We studied secretory parathyroid function in 16 newborn infants, aged 34–137 hr, before, during, and after exchange transfusion with a radioimmunoassay recognizing mainly intact human parathyroid hormone-(1–84) (hPTH-(1–84)). Before the exchange transfusion, serum calcium was normal or decreased, whereas parathyroid hormone (PTH) was within or above the range of normal adults. Serum PTH approached a maximum at decreased serum ionized and total calcium levels which were close to the normal range. During the early period of the exchange transfusion, serum ionized calcium was decreased as a result of the administration of considerable amounts of phosphate and citrate in the donor-blood and PTH was raised to levels seen in hypocalcemic infants before the exchange transfusion. Thereafter, serum ionized calcium remained low, whereas mean PTH concentrations were below basal levels. These inappropriately low PTH levels in relation to lowered serum-ionized calcium concentrations are probably the result of inadequate PTH secretion, which is enhanced by withdrawal of large amounts of presumably biologically active PTH-(1–84) during the exchange transfusion. Serum total calcium, on the other hand, was raised during the exchange transfusion probably as a result of calcium mobilization, and the net calcium balance expressed as the difference of calcium administered and in the withdrawn blood was negative. Even though serum ionized calcium decreased to levels below 2.5 mg/dl during the exchange transfusion, tetany was never observed, iv injections of calcium during the exchange transfusion caused temporary increases in total, but not in ionized calcium levels and shortening of Q-oTc intervals lasting for less than 1 min. We, therefore, advocate that iv calcium injections at regular time intervals during the exchange transfusion with donor blood preserved in citrate and phosphate should no longer be recommended as a prophylactic measure for preventing the decrease in serum-ionized calcium.

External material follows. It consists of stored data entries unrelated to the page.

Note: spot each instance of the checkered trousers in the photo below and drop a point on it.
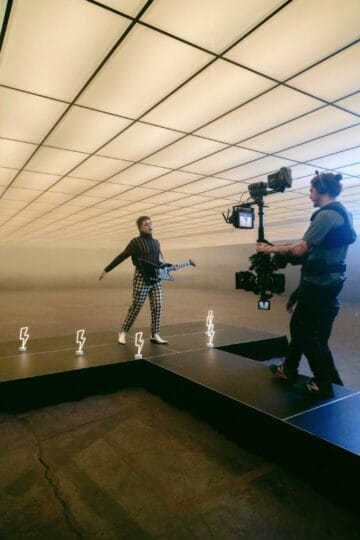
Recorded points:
(140, 292)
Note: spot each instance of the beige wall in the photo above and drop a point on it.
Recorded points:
(38, 268)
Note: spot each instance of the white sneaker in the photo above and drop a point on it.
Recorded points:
(122, 338)
(155, 338)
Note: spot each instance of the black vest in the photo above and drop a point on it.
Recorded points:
(342, 235)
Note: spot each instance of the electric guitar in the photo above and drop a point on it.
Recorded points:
(153, 272)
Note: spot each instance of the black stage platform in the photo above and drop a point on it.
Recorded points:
(229, 386)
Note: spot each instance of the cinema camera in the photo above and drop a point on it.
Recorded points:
(261, 278)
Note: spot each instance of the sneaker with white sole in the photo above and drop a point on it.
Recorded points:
(122, 338)
(155, 338)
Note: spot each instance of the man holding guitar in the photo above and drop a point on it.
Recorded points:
(143, 249)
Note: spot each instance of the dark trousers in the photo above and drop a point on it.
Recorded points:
(310, 330)
(141, 290)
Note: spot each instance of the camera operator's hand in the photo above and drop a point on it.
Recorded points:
(263, 248)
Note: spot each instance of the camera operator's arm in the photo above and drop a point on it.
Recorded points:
(298, 249)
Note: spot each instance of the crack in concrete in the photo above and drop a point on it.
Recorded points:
(54, 488)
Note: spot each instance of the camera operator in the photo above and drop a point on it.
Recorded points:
(324, 248)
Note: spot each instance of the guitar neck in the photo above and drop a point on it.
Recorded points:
(177, 266)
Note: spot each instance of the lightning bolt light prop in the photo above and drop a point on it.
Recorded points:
(80, 340)
(139, 343)
(210, 328)
(23, 336)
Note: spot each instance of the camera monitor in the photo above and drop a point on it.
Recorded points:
(243, 217)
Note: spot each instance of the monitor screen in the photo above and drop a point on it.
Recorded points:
(244, 218)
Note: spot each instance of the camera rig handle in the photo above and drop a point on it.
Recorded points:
(261, 231)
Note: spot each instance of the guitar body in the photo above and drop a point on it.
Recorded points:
(153, 272)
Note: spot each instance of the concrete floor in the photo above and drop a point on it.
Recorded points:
(130, 466)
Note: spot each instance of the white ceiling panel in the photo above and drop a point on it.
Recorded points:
(183, 152)
(138, 174)
(307, 127)
(85, 130)
(37, 209)
(99, 168)
(263, 166)
(339, 159)
(73, 185)
(235, 189)
(166, 197)
(139, 141)
(154, 65)
(213, 24)
(351, 103)
(224, 159)
(55, 198)
(202, 186)
(106, 189)
(83, 201)
(7, 175)
(172, 180)
(334, 78)
(324, 146)
(352, 169)
(298, 36)
(129, 7)
(52, 48)
(137, 194)
(271, 109)
(34, 180)
(53, 161)
(19, 194)
(26, 117)
(89, 140)
(215, 91)
(14, 154)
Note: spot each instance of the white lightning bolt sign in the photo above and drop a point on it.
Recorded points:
(210, 328)
(23, 336)
(80, 340)
(139, 343)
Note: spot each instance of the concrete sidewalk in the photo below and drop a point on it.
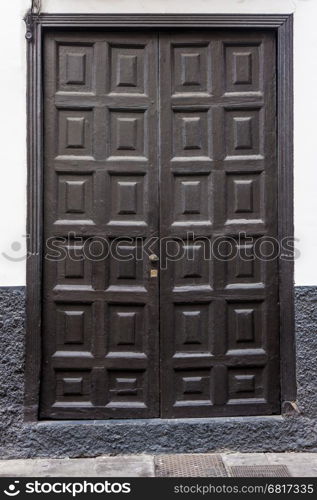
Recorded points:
(229, 464)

Parathyroid secretory function is inversely related to serum calcium concentrations in newborn infants. Serum PTH secretion is maximal at serum-ionized and total calcium concentrations close to the normal range despite further reduction to more markedly hypocalcemic levels. Transitory hypoparathyroidism occurs during exchange transfusion as a result of the removal of considerable amounts of biologically active PTH-(1–84).